Reverse-Transcription quantitative PCR

For quantitative RT-qPCR analysis we excluded samples with sucrase-isomaltase (SI) levels < 25 U/g protein, according to previously established guidelines25. Exon-intron boundary-spanning primers were designed using the Primer3 v.4.0 software and purchased from IDT. cDNA was synthesized from 1000 ng of total RNA using the High Capacity cDNA Reverse Transcription Kit (Life Technologies) and the provided random primers. Negative controls containing no reverse transcriptase were included. Each primer pair was optimized for robust and target-specific amplification. Following optimization, qPCR reactions were carried out in duplicate on 96-well plates using a Mastercycler ep Realplex instrument (Eppendorf). A detailed list of RT-qPCR primers and conditions can be found in Supplementary Table 3. Raw fluorescence values were exported from the Realplex 2.0 software following each run. These were used to establish baseline fluorescence and to analyze the amplification curves with the LinRegPCR software60,61. Relative gene expression was quantified by normalization to two reference genes, GAPDH and ACTIN, using the model described in Pfaffl, Nucleic Acids Research62. We excluded samples that showed signs of inhibition of RT-qPCR during amplification of the reference genes. A pool of total RNA from adolescent male jejunum was used as a calibrator (H.jej.). The relative expression level of each target gene was calculated by taking into account the efficiency (E) of amplification, and the quantification cycle (Cq) deviation of the sample versus the calibrator, in comparison to the reference genes using the formula:

$${\rm{Relative}}\,{\rm{expression}}=\frac{{\rm{TargetGene}}\,{{\rm{E}}}^{(Cq(H.jej.)-Cq(sample))}}{{\rm{AvgRefGene}}\,{{\rm{E}}}^{(GeoMeanRefGeneCq(H.jej.)-GeoMeanRefGeneCq(sample))}}$$

Statistical analysis of RT-qPCR

Gene expression levels of all of the investigated genes were approximately normally distributed in our cohort (Supplementary Figure S1b).
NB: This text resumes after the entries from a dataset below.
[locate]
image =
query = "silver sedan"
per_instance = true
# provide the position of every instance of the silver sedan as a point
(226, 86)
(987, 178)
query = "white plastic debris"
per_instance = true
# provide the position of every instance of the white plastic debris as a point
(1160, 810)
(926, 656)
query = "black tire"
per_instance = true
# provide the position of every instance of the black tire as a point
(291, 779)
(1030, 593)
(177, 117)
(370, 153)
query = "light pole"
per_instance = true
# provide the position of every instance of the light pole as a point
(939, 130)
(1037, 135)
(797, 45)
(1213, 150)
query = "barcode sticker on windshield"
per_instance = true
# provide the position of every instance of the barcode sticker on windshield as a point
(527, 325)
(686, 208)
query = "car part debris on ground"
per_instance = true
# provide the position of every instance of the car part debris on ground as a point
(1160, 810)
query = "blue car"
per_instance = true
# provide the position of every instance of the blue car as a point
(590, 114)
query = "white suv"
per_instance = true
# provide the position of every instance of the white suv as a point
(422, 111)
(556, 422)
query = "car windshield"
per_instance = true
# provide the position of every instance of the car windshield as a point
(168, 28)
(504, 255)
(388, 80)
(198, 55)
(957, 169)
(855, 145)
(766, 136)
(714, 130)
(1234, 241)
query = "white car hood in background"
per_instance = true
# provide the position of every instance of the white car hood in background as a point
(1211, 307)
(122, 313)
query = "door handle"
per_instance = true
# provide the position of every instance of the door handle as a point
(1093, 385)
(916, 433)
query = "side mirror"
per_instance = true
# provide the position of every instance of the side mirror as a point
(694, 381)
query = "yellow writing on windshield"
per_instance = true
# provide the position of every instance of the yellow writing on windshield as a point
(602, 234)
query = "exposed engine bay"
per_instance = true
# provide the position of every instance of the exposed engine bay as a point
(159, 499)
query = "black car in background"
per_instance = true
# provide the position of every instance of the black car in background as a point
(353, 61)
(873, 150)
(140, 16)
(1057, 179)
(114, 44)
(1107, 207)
Co-expressions among the TFs were measured using Spearmans rank correlation. Correlations between TF expression and continuous phenotypes were assessed using Pearson correlations, whereas associations with dichotomous or polytomous variables were analyzed using a t-test or one-way ANOVA, respectively. Linear models were used to assess the impact of adjustment for gender and age on the associations between TF expression, and both enzymatic activity and LCT expression. Statistical analysis was performed using R version 3.2.1 and data was visualized using ggplot2.